Le collège unique n’existe pas. Les élèves sont aujourd’hui séparés par le jeu des options, des langues, des projets, des parcours individualisés, de l’alternance, des 3ème PVP, de l’option découverte professionnelle, des classes européennes, des classes de niveau, des classes « ethniques », de la concurrence entre établissements, des stratégies d’évitement des usagers, de la concurrence anti-laïque du privé. Le collège actuel est tout sauf unique et les pratiques de diversification pérennisent sa fonction de niveau où s’accomplit une étape importante du tri social. Dans ce système inégalitaire, des élèves échouent, des enseignants se résignent et des établissements sombrent.
Renoncement et adaptation
Le Ministère en tire argument pour renouer avec la théorie des dons et l’idée d’une inégalité de nature qui imprégnaient les discours réactionnaires contre la scolarisation des filles ou des enfants de pauvres au XIXème et au XXème siècle. Il en profite aussi pour aggraver la relégation des élèves en difficulté avec les parcours individualisés et les dispositifs relais ; pour imposer un socle commun indigent qui rend caduque les programmes nationaux ; pour créer les collèges ambition-réussite, véritables collèges de proximité attachés à leurs territoires, où la « pédagogie de l’adaptation » et la réduction de l’école à une antichambre de l’entreprise prennent le pas sur toute forme d’exigence scolaire. Le coup de grâce est porté au collège par le recours généralisé à la précarité (AED, CA-CAE, vacataires) notamment dans les collèges réputés difficiles.
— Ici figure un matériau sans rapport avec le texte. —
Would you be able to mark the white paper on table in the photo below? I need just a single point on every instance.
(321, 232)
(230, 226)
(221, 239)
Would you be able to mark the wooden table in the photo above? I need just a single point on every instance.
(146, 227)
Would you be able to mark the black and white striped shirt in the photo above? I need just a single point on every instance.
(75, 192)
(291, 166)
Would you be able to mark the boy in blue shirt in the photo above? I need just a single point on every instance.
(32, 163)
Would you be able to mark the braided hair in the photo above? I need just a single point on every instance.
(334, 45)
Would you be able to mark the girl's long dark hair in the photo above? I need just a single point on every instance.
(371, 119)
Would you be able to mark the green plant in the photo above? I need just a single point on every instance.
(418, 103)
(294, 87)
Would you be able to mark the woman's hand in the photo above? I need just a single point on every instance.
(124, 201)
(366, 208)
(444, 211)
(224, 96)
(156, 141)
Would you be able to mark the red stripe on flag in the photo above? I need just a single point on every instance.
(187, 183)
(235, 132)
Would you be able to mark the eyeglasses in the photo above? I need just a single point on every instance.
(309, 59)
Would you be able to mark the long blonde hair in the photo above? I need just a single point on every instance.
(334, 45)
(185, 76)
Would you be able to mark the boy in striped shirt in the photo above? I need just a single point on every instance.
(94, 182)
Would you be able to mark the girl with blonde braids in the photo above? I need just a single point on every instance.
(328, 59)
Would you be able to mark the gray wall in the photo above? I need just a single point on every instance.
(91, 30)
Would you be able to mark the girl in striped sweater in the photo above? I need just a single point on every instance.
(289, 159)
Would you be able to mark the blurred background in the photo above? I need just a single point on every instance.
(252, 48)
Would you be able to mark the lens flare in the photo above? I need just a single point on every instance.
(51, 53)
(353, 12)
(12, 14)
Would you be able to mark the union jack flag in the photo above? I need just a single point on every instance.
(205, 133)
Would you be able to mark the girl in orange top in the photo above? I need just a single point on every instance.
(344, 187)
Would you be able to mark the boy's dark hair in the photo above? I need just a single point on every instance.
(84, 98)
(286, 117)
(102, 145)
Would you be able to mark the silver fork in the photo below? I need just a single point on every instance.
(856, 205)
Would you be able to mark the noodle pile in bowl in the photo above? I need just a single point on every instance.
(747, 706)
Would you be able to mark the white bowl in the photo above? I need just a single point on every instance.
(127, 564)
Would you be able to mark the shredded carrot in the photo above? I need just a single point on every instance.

Le SNES pour un collège unifié
Plus que jamais l’objectif du SNES doit être un véritable collège unique ayant pour but de donner une culture entièrement commune à tous les élèves. A la diversification des parcours, des horaires et des contenus, nous devons opposer la diversité des pratiques pédagogiques, le développement des pédagogies explicites, le recentrage de l’action de l’école sur les apprentissages scolaires, l’abaissement des effectifs, l’hétérogénéité des classes, le travail en groupes, le développement du travail en équipe pour rompre avec l’isolement des enseignants et accélérer la mise au point d’outils pédagogiques qui favorisent la réussite de tous. Le SNES doit aussi prendre fermement position pour l’abrogation de la loi Fillon et la réintroduction des EP1 dans le cadre du régime commun à tous les collèges, ainsi que contre tout ce qui tend à séparer les élèves comme les dispositifs relais qui ne résolvent pas l’échec scolaire, stigmatisent les élèves, accroissent le sentiment d’une injustice collective et n’ont pour seul résultat tangible que de leur faire accepter une orientation non choisie et une éviction précoce du système scolaire.